The game of Go has been played for more than 2,500 years and is widely viewed as not only a game, but a complex art form. And a popular one at that. When the artificially intelligent AlphaGo from DeepMind played its first game against Sedol in March 2016, 60 million viewers tuned in to watch in China alone. AlphaGo went on to win four of five games, surprising the world and signifying a major achievement in AI research.
Unlike the chess match between Deep Blue and Garry Kasparov in 1997, AlphaGo did not win by brute force computing alone. The more complex programming of AlphaGo amazed viewers not only with the excellency of its play, but also with its creativity. The infamous “move 37” in game two was described by Go player Fan Hui as “So beautiful.” It was also so unusual that one of the commentators thought it was a mistake. Fan Hui explained, “It’s not a human move. I’ve never seen a human play this move.”
In other words, AlphaGo not only signified an iconic technological achievement, but also shook deeply held social and cultural beliefs about mastery and creativity. Yet, it turns out that AlphaGo was only the beginning. Today, DeepMind announced AlphaGo Zero.
Unlike AlphaGo, AlphaGo Zero was not shown a single human game of Go from which to learn. AlphaGo Zero learned entirely from playing against itself, with no prior knowledge of the game. Although its first games were random, the system used what DeepMind is calling a novel form of reinforcement learning to combine a neural network with a powerful search algorithm to improve each time it played.

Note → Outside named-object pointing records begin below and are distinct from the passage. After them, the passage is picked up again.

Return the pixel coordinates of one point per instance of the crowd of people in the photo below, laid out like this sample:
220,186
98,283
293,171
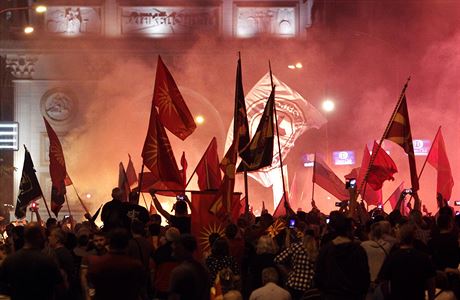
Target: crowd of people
308,255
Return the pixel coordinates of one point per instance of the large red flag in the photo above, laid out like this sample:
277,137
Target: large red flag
131,174
203,222
368,194
209,177
159,158
58,170
382,169
174,113
399,132
326,178
437,157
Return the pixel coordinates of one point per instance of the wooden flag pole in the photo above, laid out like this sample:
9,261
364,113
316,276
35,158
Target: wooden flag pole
278,138
374,154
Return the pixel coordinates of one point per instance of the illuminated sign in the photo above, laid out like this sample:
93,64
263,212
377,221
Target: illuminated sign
255,21
343,158
73,20
421,147
168,21
308,160
9,135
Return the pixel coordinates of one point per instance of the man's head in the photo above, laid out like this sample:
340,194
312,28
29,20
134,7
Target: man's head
184,247
99,240
34,236
118,239
117,194
56,238
269,275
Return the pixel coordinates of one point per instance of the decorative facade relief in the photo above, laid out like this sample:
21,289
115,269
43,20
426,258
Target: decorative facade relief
274,21
73,21
169,21
21,66
59,104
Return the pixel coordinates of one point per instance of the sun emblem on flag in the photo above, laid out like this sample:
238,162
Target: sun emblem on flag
206,231
164,100
56,152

In a DeepMind blog about the announcement, the authors write, “This technique is more powerful than previous versions of AlphaGo because it is no longer constrained by the limits of human knowledge. Instead, it is able to learn tabula rasa from the strongest player in the world: AlphaGo itself.”

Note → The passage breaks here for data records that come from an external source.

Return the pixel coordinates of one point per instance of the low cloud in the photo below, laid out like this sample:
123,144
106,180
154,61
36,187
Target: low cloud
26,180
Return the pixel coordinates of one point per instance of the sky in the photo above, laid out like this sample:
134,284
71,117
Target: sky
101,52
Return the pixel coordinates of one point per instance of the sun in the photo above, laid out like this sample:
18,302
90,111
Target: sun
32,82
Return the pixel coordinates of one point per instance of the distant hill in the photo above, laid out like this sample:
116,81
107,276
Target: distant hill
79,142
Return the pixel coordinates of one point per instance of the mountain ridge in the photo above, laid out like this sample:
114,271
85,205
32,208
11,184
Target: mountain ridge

Though previous AIs from DeepMind have mastered Atari games without human input, as the authors of the Nature article note, “the game of Go, widely viewed as the grand challenge for artificial intelligence, a precise and sophisticated lookahead in vast search spaces.” While the old Atari games were much more straightforward, the new AI system for AlphaGo Zero had to master the strategy for immediate moves, as well as how to anticipate moves that might be played far into the future.
That this was done all without human demonstrations also takes the program a step beyond the original AlphaGo systems. But in addition to that, this new system learned with fewer input features than its predecessors, and while the original AlphaGo systems required two separate neural networks, AlphaGo Zero was built with only one.
AlphaGo Zero is not marginally better than its predecessor, but in an entirely new class of “superhuman performance” with an intelligence that is notably more general. After just three days of playing against itself (4.9 million times), AlphaGo Zero beat AlphaGo by 100 games to 0. It independently learned the ancient secrets of the masters, but also chose moves and developed strategies never before seen among human players.
Co-founder and CEO of DeepMind, Demis Hassabis, said: “It’s amazing to see just how far AlphaGo has come in only two years. AlphaGo Zero is now the strongest version of our program and shows how much progress we can make even with less computing power and zero use of human data.”
Hassabis continued, “Ultimately we want to harness algorithmic breakthroughs like this to help solve all sorts of pressing real world problems like protein folding or designing new materials. If we can make the same progress on these problems that we have with AlphaGo, it has the potential to drive forward human understanding and positively impact all of our lives.”